El día siguiente amaneció con un silencio inusual. Ni los cantos de los silfos ni el zumbido mágico del bosque. Como si el Reino de Liria contuviera el aliento.
Lysiane despertó en su pequeña habitación dentro del santuario de iniciación. La noche anterior, tras el encuentro con Thyra, Cael la escoltó de regreso sin decir una palabra. Solo le rozó la mano antes de irse. Fue un roce breve, pero lleno de promesas.
Mientras se vestía, notó algo extraño: su colgante, la gota que perteneció a su madre, brillaba. Un fulgor tenue, como si respondiera a algo… o a alguien.
Bajó corriendo por los pasillos y salió al jardín interior. Cael la esperaba en la entrada, su capa ondeando a pesar de la quietud.

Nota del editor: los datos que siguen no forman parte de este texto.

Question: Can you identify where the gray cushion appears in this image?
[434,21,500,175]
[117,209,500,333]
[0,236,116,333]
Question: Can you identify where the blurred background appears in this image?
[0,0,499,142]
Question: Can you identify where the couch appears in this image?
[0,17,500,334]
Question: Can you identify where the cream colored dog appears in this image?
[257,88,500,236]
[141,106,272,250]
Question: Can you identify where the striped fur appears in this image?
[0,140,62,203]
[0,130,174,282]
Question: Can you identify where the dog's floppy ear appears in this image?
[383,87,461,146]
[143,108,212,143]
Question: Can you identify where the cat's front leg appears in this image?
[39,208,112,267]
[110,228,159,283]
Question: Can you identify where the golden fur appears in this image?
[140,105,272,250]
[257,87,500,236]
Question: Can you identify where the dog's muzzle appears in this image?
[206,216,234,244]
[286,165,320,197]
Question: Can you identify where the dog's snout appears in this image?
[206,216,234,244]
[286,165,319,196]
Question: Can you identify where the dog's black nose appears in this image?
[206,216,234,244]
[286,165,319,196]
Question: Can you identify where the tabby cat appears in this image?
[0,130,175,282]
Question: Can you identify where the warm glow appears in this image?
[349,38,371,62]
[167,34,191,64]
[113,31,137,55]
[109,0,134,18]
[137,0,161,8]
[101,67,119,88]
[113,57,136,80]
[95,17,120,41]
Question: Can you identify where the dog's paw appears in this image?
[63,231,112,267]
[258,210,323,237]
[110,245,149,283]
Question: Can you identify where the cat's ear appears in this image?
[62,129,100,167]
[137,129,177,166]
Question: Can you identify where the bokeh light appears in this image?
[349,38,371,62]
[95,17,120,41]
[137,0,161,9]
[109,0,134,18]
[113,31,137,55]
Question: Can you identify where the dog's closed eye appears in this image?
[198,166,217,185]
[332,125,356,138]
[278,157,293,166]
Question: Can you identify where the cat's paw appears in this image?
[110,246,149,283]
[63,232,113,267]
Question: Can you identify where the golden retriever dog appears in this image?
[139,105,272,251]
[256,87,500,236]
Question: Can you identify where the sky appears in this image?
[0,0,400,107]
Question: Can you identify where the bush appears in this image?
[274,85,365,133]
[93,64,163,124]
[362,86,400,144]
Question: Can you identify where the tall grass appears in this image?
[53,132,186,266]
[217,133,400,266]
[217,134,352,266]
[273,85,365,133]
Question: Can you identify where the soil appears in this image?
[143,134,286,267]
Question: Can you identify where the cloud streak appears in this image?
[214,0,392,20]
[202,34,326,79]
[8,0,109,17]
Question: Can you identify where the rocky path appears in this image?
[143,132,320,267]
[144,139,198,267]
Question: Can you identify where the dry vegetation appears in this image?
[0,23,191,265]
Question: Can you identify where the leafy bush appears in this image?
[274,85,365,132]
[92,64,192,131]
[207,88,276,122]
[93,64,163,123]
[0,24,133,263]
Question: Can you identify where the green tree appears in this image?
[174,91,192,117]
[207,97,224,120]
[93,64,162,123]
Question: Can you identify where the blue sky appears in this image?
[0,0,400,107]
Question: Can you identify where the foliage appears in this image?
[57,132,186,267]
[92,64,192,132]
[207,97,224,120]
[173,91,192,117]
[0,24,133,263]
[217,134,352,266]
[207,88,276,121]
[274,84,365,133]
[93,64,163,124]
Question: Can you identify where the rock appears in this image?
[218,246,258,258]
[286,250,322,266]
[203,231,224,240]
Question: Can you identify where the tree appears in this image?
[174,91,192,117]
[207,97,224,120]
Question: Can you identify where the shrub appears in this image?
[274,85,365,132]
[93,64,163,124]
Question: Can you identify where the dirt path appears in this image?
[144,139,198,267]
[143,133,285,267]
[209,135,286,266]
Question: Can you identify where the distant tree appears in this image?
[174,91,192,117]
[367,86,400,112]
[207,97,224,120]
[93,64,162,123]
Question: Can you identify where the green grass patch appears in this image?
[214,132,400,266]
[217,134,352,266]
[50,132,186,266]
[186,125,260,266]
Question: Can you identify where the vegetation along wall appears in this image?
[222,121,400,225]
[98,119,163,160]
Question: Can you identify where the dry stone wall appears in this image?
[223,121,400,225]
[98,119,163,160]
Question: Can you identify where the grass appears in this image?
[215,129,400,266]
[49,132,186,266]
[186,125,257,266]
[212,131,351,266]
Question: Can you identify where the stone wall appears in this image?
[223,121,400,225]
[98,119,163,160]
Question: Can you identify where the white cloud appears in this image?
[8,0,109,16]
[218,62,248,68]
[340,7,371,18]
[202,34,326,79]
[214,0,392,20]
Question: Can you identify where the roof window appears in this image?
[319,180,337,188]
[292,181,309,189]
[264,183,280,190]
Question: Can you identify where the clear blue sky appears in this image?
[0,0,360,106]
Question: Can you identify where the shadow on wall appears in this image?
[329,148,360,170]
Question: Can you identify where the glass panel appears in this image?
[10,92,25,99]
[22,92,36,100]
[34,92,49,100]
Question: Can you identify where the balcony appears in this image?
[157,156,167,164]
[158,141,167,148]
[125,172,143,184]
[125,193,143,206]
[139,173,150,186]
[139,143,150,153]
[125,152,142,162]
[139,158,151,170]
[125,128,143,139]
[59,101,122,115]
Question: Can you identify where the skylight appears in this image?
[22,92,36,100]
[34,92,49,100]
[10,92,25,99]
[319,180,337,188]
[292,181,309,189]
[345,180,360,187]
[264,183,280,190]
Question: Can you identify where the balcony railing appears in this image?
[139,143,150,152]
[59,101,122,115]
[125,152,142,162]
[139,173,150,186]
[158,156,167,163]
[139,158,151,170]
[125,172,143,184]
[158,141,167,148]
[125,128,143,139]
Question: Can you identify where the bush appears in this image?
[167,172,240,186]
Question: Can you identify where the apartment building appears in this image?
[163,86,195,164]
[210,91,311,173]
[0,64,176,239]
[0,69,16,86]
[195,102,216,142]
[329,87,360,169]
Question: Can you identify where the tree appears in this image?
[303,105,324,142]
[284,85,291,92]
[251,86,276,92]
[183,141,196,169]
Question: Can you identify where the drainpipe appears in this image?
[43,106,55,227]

—¿Pasa algo? —preguntó ella.
Él asintió con seriedad.
—El Consejo ha convocado a una audiencia. No solo por ti… también por mí.
—¿Nos van a castigar?
—Nos quieren separar.
Lysiane sintió un frío que no venía del viento. Algo dentro de ella reaccionó, una corriente que empezó a agitar sus alas. No podía verlo aún, pero una pequeña tormenta se formaba en su interior.
Antes de poder decir algo más, el suelo tembló levemente.
—¿Sentiste eso? —preguntó Cael.
—Sí… pero no fue magia normal. Fue como si el suelo… respondiera.
Entonces Lysiane cayó de rodillas, llevándose las manos al pecho. Su colgante se calentó. Imágenes cruzaron su mente como relámpagos: una mujer de cabello plateado, un círculo de piedras antiguas, una voz que decía “Ella será la unión de lo que jamás debía tocarse”.
Cuando volvió en sí, Cael la sostenía en sus brazos.
—¿Qué viste?
—No lo sé… pero no era un recuerdo mío. Era algo más antiguo. Algo enterrado.